Fruit d’un dialogue fécond entre les deux hommes, la photographie témoigne d’un choix : Nadar a fixé le regard de son ami dans une confrontation directe avec le spectateur. Il a pris garde à laisser de la place devant le regard. Ainsi donne-t-il de l’air au modèle et lui laisse un chemin pour se déployer. Les yeux de Baudelaire, miroir de l’âme, rappelle ce qu’il écrira en 1861 dans l’Albatros : « Le Poète est semblable au prince des nuées / Qui hante la tempête et se rit de l’archer / Exilé sur le sol au milieu des huées / Ses ailes de géant l’empêchent de marcher ». Un regard d’homme solitaire que son isolement intérieur a endurci. Point de tendresse donc, mais un regard fermé qui transperce, qui respire en une présence froide. La lumière naturelle vient du dessus, sur la partie gauche du front de Baudelaire. Il se laisse ainsi voir, dans un clair-obscur qui laisse transparaître sa complexe opacité.
Baudelaire posera sept fois pour Nadar. Est-ce par amitié ? A-t-il besoin d’expérimenter le portrait photographique afin de se rendre compte de ses potentialités ? Cède-t-il à l’appel de la postérité ? Dès son apparition, le poète a été très critique avec la photographie. Il suffit de relire la virulente diatribe qu’il rédige à l’occasion du Salon annuel de peinture et de sculpture, en 1859, quand la Société française de Photographie est pour la première fois autorisée à exposer. La photographie, dont l’engouement collectif l’effraie, est à ses yeux, une « industrie » et non un « art » dont la caractéristique est de répondre aux critères du « Beau » bien distincts de ceux du « Vrai » qu’impose le nouveau médium. Il estime que le public n’est attiré que par l’étonnement gratuit, cherchant à être surpris, par des « stratagèmes indignes ». De plus, « l’industrie photographique est le refuge de tous les peintres manqués, trop mal doués ou trop paresseux pour achever leurs études. ». Pour Baudelaire, « cet universel engouement porte non-seulement le caractère de l'aveuglement et de l'imbécillité, mais a aussi la couleur d'une vengeance. Mais s'il lui est permis d'empiéter sur le domaine de l'impalpable et de l'imaginaire, sur tout ce qui ne vaut que parce que l'homme y ajoute de son âme, alors malheur à nous ! »

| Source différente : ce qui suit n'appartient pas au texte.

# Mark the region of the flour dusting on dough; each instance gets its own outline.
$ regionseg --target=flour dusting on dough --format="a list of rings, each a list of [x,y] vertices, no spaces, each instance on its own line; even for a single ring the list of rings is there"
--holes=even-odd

Aurait-il donc pu dire que ce portrait est l’image idéale de lui-même, celle d’un « individu redressé par l’individu », reconstruit et rendu par l’objectif « à l’éclatante vérité de son harmonie native » ? Est-il étonnant ? Est-il ressemblant sans être froidement réaliste ?
A-t-il reconnu en Nadar l’artiste « qui a dû voir d’abord ce qui se faisait voir, mais aussi deviner ce qui se cachait » afin d’exprimer « avec sobriété mais intensité le caractère qu’il se chargeait2 » de photographier ? On serait tenté de répondre oui, tant ce portrait exprime de Baudelaire autre chose qu’une simple apparence d’identité. Il révèle certes le dandysme du poète, mais surtout sa dureté directe et assumée face à un monde qui le juge et qui ne le comprend pas. Son regard de pierre est sans concession.  
 
 

Notes

1 : Gustave Le Vavasseur, cité par Eugène Crépet, in Charles Baudelaire, Œuvres posthumes, Quantin (Paris), 1887, p. XXXII.
2 : Charles Baudelaire, Curiosités esthétiques, Salon de 1859, Michel Lévy Frères (Paris), 1868, p. 317-317.